Paul Mescal zeigt seine Beine in der neuen Gucci Kampagne

Wann waren unrasierte Männerbeine das letzte Mal in einer Luxuskampagne zu sehen? Bei Thom Browne vielleicht. Bei Versace eher nicht. Bei Dolce & Gabbana sicher nicht. Die Männermode ist in den letzten Jahren ähnlich aseptisch präsentiert worden wie die für Frauen. Körper sind rasiert, geölt, die vorherige Gucci-Muse Jared Leto trägt in Interviews alle fünf Minuten Lipbalm auf. Alles ganz geschmeidig.

Derart viele Haare auf einem Fleck gibt es allenfalls mal im Butt Magazine oder beim niederländischen Fotografen Paul Kooiker zu sehen.
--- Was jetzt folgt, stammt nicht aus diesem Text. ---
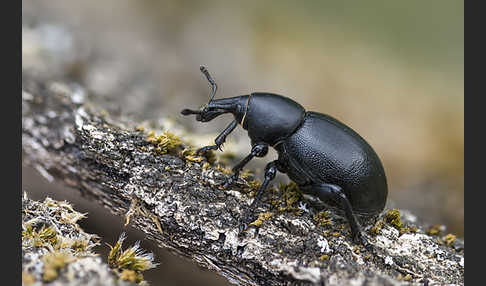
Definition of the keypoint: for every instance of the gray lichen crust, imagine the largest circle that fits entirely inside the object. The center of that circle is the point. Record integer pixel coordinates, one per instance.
(173, 196)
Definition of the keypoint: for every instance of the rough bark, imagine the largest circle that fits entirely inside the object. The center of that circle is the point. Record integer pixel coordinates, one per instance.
(176, 201)
(56, 251)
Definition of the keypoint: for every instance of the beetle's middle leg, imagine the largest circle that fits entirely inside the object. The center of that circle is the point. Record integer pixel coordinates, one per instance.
(258, 150)
(270, 173)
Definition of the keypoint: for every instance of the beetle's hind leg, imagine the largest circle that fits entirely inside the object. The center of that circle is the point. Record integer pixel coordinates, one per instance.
(220, 139)
(326, 192)
(258, 150)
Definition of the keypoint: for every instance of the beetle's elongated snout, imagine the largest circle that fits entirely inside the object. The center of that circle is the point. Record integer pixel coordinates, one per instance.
(190, 111)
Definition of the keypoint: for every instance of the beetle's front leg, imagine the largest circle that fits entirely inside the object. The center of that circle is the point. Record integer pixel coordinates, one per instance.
(258, 150)
(220, 139)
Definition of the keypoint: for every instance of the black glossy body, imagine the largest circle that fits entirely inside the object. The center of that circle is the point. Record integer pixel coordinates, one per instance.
(323, 156)
(316, 148)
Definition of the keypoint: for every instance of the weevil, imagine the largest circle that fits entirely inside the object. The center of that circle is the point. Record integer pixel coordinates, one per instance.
(323, 156)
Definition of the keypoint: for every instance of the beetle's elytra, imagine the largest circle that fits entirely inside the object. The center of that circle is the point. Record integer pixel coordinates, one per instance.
(323, 156)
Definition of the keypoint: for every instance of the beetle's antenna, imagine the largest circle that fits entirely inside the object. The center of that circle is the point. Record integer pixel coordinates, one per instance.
(211, 81)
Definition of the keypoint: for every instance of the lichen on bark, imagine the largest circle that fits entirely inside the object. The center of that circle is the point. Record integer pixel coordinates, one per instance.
(178, 203)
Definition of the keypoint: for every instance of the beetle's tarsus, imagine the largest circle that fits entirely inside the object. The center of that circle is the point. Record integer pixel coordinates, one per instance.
(229, 182)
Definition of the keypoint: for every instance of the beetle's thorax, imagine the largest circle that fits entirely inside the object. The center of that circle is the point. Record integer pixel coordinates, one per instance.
(270, 118)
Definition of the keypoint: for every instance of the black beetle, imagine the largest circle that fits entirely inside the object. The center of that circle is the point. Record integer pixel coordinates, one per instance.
(324, 157)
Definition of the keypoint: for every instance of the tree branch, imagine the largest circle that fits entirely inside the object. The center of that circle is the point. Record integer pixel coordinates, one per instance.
(175, 200)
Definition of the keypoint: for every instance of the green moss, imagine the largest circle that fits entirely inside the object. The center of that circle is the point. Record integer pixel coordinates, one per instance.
(449, 239)
(45, 237)
(290, 195)
(53, 262)
(261, 218)
(133, 258)
(164, 143)
(376, 229)
(392, 217)
(436, 229)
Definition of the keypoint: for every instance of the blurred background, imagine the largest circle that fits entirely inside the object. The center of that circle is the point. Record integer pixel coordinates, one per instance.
(391, 70)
Insofern ist diese Kampagne tatsächlich eine deutliche Ansage von De Sarno in Bezug auf sein Männerbild: kerniger, weniger glatt. Auch Mescals Oberkörper hat andere Dimensionen. Der 27-Jährige ist passionierter Rugby-Fan und spielte in seiner Jugend selbst Gaelic Football. Er hat weder den antrainierten Gym-Body eines Ryan Gosling noch den androgynen Look eines Timothée Chalamet. Gucci will also offensichtlich, ähnlich wie Burberry, mehr „Lads“ ansprechen. Männer, die die italienische Marke bislang zu rüschig fanden und sich nicht im Traum mit einem Horsebit-Loafer hätten erwischen lassen. Jetzt sollen sie es zumindest mal barfuß versuchen oder noch besser mit weißen Tennis-Socken.
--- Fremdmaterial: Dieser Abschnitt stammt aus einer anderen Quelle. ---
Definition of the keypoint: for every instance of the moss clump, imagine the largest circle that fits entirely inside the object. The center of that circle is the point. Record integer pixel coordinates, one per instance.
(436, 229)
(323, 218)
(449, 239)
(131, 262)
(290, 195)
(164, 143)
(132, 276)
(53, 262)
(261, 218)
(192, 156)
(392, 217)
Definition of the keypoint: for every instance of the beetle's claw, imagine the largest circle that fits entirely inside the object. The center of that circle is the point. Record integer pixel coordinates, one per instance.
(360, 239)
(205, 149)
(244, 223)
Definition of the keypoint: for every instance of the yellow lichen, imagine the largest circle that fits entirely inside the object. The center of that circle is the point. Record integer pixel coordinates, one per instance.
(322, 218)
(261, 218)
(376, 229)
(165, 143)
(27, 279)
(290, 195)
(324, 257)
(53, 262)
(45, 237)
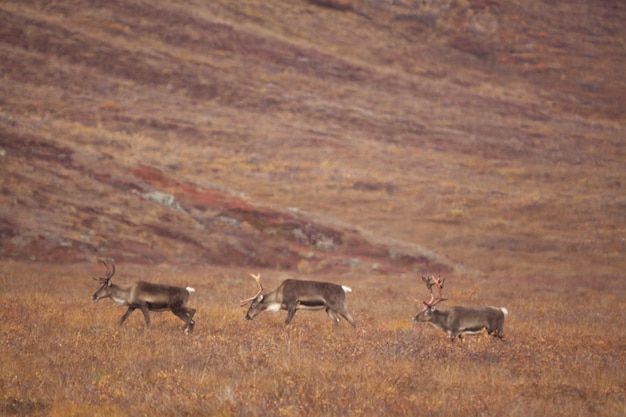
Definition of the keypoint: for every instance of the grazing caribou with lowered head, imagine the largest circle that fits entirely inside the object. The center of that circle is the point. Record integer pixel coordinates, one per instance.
(146, 297)
(294, 295)
(460, 320)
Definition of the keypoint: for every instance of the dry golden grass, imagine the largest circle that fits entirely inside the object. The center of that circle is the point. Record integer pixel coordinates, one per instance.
(63, 355)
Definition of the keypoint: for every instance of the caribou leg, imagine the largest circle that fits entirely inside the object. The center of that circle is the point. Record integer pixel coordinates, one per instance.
(125, 316)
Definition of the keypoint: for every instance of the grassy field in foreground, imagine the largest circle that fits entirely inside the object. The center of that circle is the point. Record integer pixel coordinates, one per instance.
(63, 355)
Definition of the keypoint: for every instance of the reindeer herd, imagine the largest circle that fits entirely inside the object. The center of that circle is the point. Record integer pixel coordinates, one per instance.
(293, 295)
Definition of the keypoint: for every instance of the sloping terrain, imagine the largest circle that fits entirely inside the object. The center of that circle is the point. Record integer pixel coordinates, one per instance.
(361, 142)
(434, 136)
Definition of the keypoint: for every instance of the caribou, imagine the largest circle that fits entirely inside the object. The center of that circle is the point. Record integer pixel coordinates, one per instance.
(294, 295)
(146, 297)
(458, 321)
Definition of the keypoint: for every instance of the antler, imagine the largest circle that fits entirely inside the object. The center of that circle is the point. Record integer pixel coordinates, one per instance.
(110, 271)
(430, 282)
(257, 278)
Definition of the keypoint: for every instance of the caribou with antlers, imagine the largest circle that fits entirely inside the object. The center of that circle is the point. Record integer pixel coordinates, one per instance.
(294, 295)
(146, 297)
(460, 320)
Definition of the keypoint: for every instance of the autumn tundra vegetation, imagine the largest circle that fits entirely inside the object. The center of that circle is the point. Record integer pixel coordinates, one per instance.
(459, 320)
(358, 143)
(63, 355)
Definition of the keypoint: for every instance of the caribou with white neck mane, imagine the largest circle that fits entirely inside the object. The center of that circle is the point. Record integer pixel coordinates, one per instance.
(294, 295)
(458, 321)
(146, 297)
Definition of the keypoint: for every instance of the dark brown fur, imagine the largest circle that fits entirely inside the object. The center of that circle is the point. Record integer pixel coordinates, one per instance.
(465, 320)
(147, 297)
(294, 295)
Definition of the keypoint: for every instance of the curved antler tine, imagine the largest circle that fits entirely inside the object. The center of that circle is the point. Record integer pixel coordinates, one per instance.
(110, 270)
(257, 278)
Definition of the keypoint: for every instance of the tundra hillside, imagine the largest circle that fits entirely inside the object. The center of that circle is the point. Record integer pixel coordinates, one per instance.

Schauspieler Paul Mescal und Sänger Xiao Zhan in der Gucci Kampagne für den klassischen Horsebit Loafer

Inszeniert wurde die Kampagne übrigens von Heji Shin, der in Hamburg aufgewachsenen Fotografin, die zuletzt auch für Tom Ford und Givenchy fotografierte (was den Laden unter Matthew M. Williams aktuell auch nicht retten wird). Eine schlaue Wahl, weil sie ihre Motive nicht wegblitzt oder hemmungslos aufpoliert, sondern einen modernen Spagat zwischen Kunst und Kommerz inszeniert. Letzteres beherrscht auch De Sarno schon. Von ersterem müsste noch beinhart mehr kommen.